No momento, o governo Bolsonaro é o maior aliado da disseminação do coronavírus no país. A política do governo contra o isolamento social é apenas um aspecto da demência criminosa da extrema-direita. Bolsonaro representa um grave perigo para a Saúde Pública e para milhões de brasileiros.

O governo continua agindo contra a população, mesmo com avanço dos números de infectados e das mortes.
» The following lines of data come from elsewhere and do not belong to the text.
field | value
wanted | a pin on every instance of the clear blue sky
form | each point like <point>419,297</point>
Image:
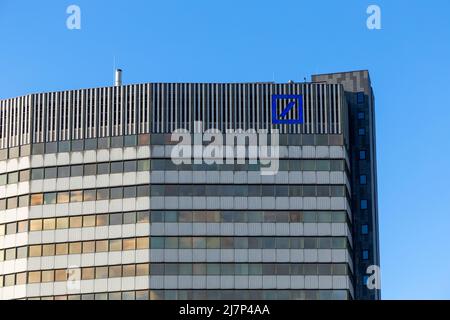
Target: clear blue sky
<point>171,41</point>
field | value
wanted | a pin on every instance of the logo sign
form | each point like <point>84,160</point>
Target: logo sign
<point>287,109</point>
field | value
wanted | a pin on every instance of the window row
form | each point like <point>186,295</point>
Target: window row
<point>66,248</point>
<point>256,190</point>
<point>75,146</point>
<point>248,216</point>
<point>146,140</point>
<point>197,190</point>
<point>248,269</point>
<point>112,219</point>
<point>158,165</point>
<point>75,171</point>
<point>176,269</point>
<point>38,199</point>
<point>284,165</point>
<point>47,276</point>
<point>284,139</point>
<point>46,250</point>
<point>210,295</point>
<point>98,220</point>
<point>91,144</point>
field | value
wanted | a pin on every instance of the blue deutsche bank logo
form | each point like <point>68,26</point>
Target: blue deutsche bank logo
<point>286,104</point>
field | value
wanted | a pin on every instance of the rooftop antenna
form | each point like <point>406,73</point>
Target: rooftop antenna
<point>118,78</point>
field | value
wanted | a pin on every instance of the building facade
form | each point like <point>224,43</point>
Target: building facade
<point>93,205</point>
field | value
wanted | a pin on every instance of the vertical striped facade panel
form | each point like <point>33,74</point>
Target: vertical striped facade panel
<point>165,107</point>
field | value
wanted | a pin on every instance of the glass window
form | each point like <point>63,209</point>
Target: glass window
<point>10,254</point>
<point>50,224</point>
<point>90,169</point>
<point>11,228</point>
<point>116,167</point>
<point>76,196</point>
<point>22,226</point>
<point>75,248</point>
<point>89,247</point>
<point>101,246</point>
<point>365,255</point>
<point>62,223</point>
<point>340,217</point>
<point>62,249</point>
<point>64,172</point>
<point>38,148</point>
<point>77,145</point>
<point>35,251</point>
<point>143,243</point>
<point>103,168</point>
<point>61,275</point>
<point>13,177</point>
<point>89,221</point>
<point>144,139</point>
<point>36,225</point>
<point>130,166</point>
<point>130,141</point>
<point>24,201</point>
<point>64,146</point>
<point>50,198</point>
<point>115,245</point>
<point>129,192</point>
<point>143,217</point>
<point>76,171</point>
<point>101,272</point>
<point>25,150</point>
<point>103,143</point>
<point>51,147</point>
<point>143,191</point>
<point>90,144</point>
<point>310,243</point>
<point>364,204</point>
<point>365,229</point>
<point>129,218</point>
<point>48,276</point>
<point>115,219</point>
<point>363,179</point>
<point>129,244</point>
<point>129,270</point>
<point>3,179</point>
<point>11,203</point>
<point>89,195</point>
<point>102,220</point>
<point>323,165</point>
<point>309,165</point>
<point>37,174</point>
<point>48,250</point>
<point>143,165</point>
<point>360,98</point>
<point>76,222</point>
<point>50,173</point>
<point>142,270</point>
<point>34,277</point>
<point>88,273</point>
<point>116,193</point>
<point>103,194</point>
<point>362,155</point>
<point>63,197</point>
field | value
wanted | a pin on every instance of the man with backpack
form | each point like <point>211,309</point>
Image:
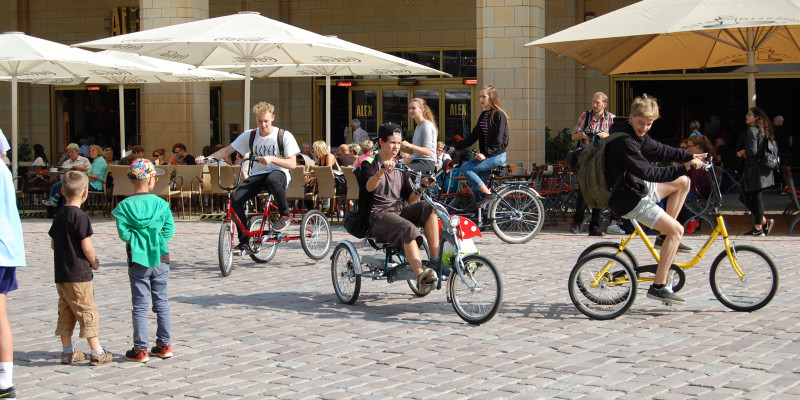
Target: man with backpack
<point>275,150</point>
<point>592,123</point>
<point>641,185</point>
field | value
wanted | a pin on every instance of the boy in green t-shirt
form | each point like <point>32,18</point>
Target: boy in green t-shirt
<point>145,224</point>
As medidas econômicas apresentadas foram pífias, a ajuda de R$ 600 reais ainda não chegou na ponta -, para os trabalhadores mais precarizados e excluídos. Enquanto isso, os banqueiros já acumulam bilhões de reais no curso da pandemia e o patronato arranca o couro dos trabalhadores, impondo a redução salarial e outras barbaridades.

As medidas básicas de proteção social e sanitária, já adotadas em outros países até por governo de direita, como a suspensão do pagamento de luz, água, gás, distribuição de máscaras, kits de testagem massiva não foram efetivadas pelo governo federal . E nem será… Portanto, é impossível esperar que Bolsonaro e os generais enfrentem a pandemia do coronavírus.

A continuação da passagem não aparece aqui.